Two survivors of the May 21, 2025, shooting outside the Capital Jewish Museum in Washington, D.C., have spoken publicly about their ongoing struggle with trauma and survivor's guilt on the first anniversary of the attack, according to CNN.
At the time of the attack, Szkop, now 29, and Talmoud, now 25, had been just a short distance from Yaron Lischinsky, 30, and Sarah Milgrim, 26, fellow Israeli Embassy staff members who were shot and killed while the group departed an American Jewish Committee event. Szkop said she mistook the first gunshots for fireworks before sprinting across the crosswalk and sliding beneath a parked SUV. Talmoud arrived under the vehicle shortly after. Both women were unaware their colleagues had died until hours after the attack.

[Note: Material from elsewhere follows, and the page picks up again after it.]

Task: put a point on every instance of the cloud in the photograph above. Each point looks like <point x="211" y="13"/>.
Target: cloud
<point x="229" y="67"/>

Rodriguez, 31, faces a federal indictment on terrorism-related counts that include premeditated murder and hate crimes resulting in death, charges to which he has entered a not guilty plea. Prosecutors filed court papers last week alerting a D.C. federal court that the Justice Department would pursue capital punishment in the event of a conviction, according to the Los Angeles Times. A trial date has not been scheduled.
Talmoud told CNN that survivor's guilt has stayed with her. "That first month I kept saying, 'I don't understand why I didn't at least walk away with one bullet,'" she said. "That survivor's guilt, it really does sit with me."